Türk televizyonlarında her ramazan ayında defalarca gösterilen Çağrı filmi son zamanlarda cep telefonlarında kulağa hoş gelen müziği ile de gönüllerde estetik haz tattırmaya devam ediyor.
Sanatı estetik haz ve tavır takınılarak yapılan her türlü eylem olarak tarif eden sanat tarihçisi ve estetisyenler gönüllerde yaşamı hiç sona ermeyen eserleri de “Klasik” kavramı ile tanımlarlar.
Konusu itibariyle İslam dünyasında olduğu kadar Amerika ve Avrupa’da da ilgi çeken Çağrı Filmi’nin (The Message) kadrosunda Suriye kökenli Amerikalı yönetmen Mustafa Akkad ve oyuncular; Anthony Quinn, Irene Papas, Michael Ansara, Michael Forest gibi müziğini yapan Maurice Jarre de yer alır. New Age adlı müzik akımının önde gelen temsilcilerinden biri olan Fransız besteci Jean-Michel Jarre’ın da babası olan ünlü müzisyen yüzden fazla filmin müziğine imza atmış üç Oskarlı bir sanatçıdır. Arabistanlı Lawrence (1962), Dr. Jivago (1965), Çöl Arslanı Ömer Muhtar (1980), Shogun (1981),Ölü Ozanlar Derneği (1989), Düşlerimdeki Afrika (2001) bunlardan bir kaçıdır.
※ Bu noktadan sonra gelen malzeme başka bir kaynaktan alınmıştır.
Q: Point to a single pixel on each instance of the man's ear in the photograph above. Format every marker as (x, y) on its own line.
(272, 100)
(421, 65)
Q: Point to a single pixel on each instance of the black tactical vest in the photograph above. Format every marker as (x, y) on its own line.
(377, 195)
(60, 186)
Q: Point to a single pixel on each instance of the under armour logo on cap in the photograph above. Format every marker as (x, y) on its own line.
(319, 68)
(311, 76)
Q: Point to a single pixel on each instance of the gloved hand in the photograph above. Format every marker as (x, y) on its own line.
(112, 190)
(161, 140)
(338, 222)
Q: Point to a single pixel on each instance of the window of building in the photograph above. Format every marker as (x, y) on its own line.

Tabii ki Çöl Arslanı Ömer Muhtar filmini de Ramazan ayında sık sık televizyonlarda izledik. Henüz daha yeni ve kaliteli dini içerikli filmler yapılmadığı da bir realite.
Çekimleri 1976 yılında Kaddafi’nin de teşviki ve yardımları ile Libya’da tamamlanan Çağrı filmi İslam dünyasında ve bilhassa Arap aleminde çevrilmiş işi ucuza kapatan İslami filmlerin hiç birinde bulunmayan çok iyi harmanlanmış sanatsal değerler içerir. Çekimleri sırasında çölde oluşturulan film setinde, çetin çöl yaşamı ve kum fırtınaları ile cedelleşen film ekibi İslamın yüce peygamberinin yaşam zorluklarını araştırırken, peşinde sürüklenen ünlü “soundtrack” üstadı Maurice Jarre de ilhamını çöl gecelerinde kum fırtınaları ve deve adımlarından alır.
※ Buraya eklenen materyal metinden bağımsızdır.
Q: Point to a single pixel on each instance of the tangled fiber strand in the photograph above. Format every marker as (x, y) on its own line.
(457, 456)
Çağrı filminin Er Risale adında tamamen Arap sanatçılarla aynı sette çekilmiş başka bir versiyonu da sık sık Türk izleyicilerini Ramazanlarda ziyaret eder. Amerikan aleyhtarı ülke ve insanları Çağrı’nın görsel şöleninden mahrum etmemek için Kaddafi’nin düşündüğü zekice bir girişimdir bu.
Çağrı filminin en ses getiren sahneleri şüphesiz Hz. Peygamberi (asm) tasvir etmeme titizliği ile hazırlanmış en sessiz bölümleridir. Vahiy gelme anındaki yanan alevler ve Kabe’deki putlara uzanıp birer birer deviren asası içimizdeki putları da yakar kavurur.
Cahilliye devri Araplarının vahşetini gözler önüne sererek İslamiyetin getirdiği şefkat ve erdemi ders veren sahneleri, ne yazık ki bundan ders almayan vicdansız 21. yüzyıl teröristlerinin yüzüne, şamar gibi inmektedir.